Rencontre avec Éléonore d'Avezac, conseillère conjugale et familiale
La relation c’est un peu comme entretenir un jardin, il a besoin de soins réguliers et constants : mettre de l’engrais, arracher les mauvaises herbes, tailler, fleurir...sinon il dépérit.
Pouvez-vous vous présenter ?Je suis issue d’une famille de 4 enfants. J'ai vécu une enfance principalement en région parisienne. Je suis mariée depuis 23 ans et mère de quatre enfants dont une déjà au ciel. Jeunes mariés, nous avons vécu à Madrid durant 5 ans, pour la situation professionnelle de mon mari. De mon côté, après quelques expériences professionnelles, je suis rentrée chez L’Oréal dans un département marketing. Au-delà de l’intérêt professionnel et humain que j’ai eu à travailler dans une équipe internationale, j’ai été frappée de voir l’implication extrême de certains quitte à renoncer à tout équilibre de vie et prêts à mettre en danger leur santé (les burn-outs étaient fréquents). Après ces 5 années, nous avons décidé de nous installer à Bordeaux, ville d’enfance de mon mari. En 2014 j’ai découvert la formation AMC Ressources, tournée autour de la communication interpersonnelle, d’abord pour moi-même, puis passionnée j’ai rejoint le rang des formatrices. Cette belle expérience humaine qui a duré 6 ans m’a donné le goût d’accompagner, de transmettre.

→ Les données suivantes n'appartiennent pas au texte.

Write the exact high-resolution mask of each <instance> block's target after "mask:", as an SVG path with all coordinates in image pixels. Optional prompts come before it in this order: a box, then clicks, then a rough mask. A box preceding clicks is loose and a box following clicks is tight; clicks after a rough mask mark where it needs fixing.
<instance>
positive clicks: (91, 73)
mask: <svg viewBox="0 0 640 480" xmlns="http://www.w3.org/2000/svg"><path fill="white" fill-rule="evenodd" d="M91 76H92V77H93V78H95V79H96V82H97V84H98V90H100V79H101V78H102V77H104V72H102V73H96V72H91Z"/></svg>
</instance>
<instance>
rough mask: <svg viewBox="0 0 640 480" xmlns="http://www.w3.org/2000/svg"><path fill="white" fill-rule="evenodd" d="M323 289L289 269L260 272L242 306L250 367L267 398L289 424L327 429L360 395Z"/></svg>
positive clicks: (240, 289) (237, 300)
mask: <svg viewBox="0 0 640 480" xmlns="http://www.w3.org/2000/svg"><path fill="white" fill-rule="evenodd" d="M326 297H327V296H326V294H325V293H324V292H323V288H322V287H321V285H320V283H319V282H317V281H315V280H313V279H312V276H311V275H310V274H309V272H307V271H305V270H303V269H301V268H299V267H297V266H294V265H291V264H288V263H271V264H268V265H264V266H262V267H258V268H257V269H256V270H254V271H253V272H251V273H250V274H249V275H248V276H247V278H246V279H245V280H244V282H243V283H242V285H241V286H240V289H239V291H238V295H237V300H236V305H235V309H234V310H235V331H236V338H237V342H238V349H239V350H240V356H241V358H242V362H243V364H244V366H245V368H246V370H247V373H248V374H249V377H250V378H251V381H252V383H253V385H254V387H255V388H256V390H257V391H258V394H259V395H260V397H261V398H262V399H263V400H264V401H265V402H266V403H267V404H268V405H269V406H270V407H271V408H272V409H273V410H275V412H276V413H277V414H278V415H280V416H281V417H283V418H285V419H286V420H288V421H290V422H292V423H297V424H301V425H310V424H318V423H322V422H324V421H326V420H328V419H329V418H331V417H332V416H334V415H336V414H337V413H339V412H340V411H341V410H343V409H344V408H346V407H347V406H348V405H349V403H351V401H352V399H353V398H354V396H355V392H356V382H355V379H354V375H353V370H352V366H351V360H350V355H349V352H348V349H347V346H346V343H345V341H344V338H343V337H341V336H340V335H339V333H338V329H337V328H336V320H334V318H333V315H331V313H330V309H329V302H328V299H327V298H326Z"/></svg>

J’ai donc ensuite décidé de me former en parallèle durant 3 ans au Conseil Conjugal et Familial à Couples et Familles. La première année est consacrée au diplôme de l’Éducation à la Vie qui permet d’intervenir dans les collèges et lycées sur le thème de l’EARS, c’est-à-dire l’Éducation affective, relationnelle et sexuelle. Les deux dernières complètent la formation au Conseil Conjugal. En sortant de mes études, je faisais le constat que peu d’organisations dédiées à ces animations existaient à Bordeaux, j’ai donc créé avec 2 collègues l’antenne Couples et Familles en Gironde en 2017 dont je suis la présidente. Depuis et face à la demande croissante des établissements sur la région et aux enjeux de société, nous formons aujourd’hui une équipe 10 intervenantes.
Vous avez un parcours riche de diverses expériences, notamment une formation de trois ans chez AMC Ressources. Qu’est-ce qui vous a amené à devenir conseillère conjugale pour la maison Familya ?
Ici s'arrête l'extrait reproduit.